At the end of the meeting, which was held behind closed doors, at the Castle, the President requested the leader of the council yesterday to finalise discussions on some issues which were raised at the encounter.
In an interview in Accra yesterday, Mr Kwabena Agyepong, the Press Secretary to the President, said the President requested the Christian Council to advise the minority parties to discard their intentions to cause mayhem in the country because of the ROPAB.
Rather, he said, it was the view of the President that the minority parties should allow the Constitution to work and Parliament to discharge its statutory obligations. Mr Agyepong said the President was emphatic that all that the government was seeking to do was to respect and implement the provisions of the Constitution.
In his State of the Nation Address delivered to Parliament on Tuesday, January 31, 2006, President Kufuor declared the readiness of the government to push ahead with the promulgation of the ROPAB, which had generated some nervousness among sections of the body politic.
The need to extend the ballot box to Ghanaians abroad was contained in the 1996 State of the Nation Address delivered by the former President, Flt Lt J.J. Rawlings.

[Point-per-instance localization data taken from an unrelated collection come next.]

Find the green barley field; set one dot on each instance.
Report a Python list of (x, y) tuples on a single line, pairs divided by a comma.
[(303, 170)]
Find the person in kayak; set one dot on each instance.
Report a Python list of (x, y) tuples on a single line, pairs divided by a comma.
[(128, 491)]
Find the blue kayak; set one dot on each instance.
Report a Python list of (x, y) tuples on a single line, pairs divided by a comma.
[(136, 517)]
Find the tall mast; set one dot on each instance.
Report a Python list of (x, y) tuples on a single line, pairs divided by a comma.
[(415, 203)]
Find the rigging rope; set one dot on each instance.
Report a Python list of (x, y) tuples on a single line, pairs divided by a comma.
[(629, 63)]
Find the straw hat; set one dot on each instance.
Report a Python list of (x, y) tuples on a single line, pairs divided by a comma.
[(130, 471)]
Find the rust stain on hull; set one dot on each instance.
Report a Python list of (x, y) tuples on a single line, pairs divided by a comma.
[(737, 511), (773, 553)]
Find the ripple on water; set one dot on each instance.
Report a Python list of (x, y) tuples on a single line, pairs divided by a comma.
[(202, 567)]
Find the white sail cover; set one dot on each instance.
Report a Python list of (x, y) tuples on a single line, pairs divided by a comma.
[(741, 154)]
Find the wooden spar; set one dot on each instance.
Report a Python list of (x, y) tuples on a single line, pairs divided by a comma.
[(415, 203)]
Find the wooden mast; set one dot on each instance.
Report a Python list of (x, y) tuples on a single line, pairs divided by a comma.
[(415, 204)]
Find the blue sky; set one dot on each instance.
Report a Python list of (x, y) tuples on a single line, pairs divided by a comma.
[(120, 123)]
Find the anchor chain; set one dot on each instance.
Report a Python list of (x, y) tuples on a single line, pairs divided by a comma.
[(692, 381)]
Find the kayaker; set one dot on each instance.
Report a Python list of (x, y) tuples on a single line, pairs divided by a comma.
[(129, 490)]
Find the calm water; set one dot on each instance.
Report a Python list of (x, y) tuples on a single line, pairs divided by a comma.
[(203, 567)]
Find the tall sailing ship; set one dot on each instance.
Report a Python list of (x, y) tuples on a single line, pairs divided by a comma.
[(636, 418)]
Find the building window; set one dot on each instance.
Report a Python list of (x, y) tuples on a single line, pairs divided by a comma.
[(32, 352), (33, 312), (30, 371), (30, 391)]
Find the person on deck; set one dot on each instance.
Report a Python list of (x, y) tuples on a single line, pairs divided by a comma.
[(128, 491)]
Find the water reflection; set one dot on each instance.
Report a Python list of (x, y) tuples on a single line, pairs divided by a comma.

Some members of the opposition parties, particularly the National Democratic Congress (NDC), the People's National Convention (PNC), the Every Ghanaian Living Everywhere (EGLE) party, the National Reform Party (NRP) and the Convention People's Party (CPP), and some civil society groups have expressed concerns about the passage of the ROPAB, saying the bill was a recipe for violence and mistrust of the electoral process.
At a press briefing at the Castle last Monday, Mr Agyepong stated that the position of President Kufuor on the bill was that whether the bill should be passed into law or otherwise was a matter for Parliament. He said there was no indication that the government would back down on the ROPAB, despite the nervousness which it had generated in the body politic.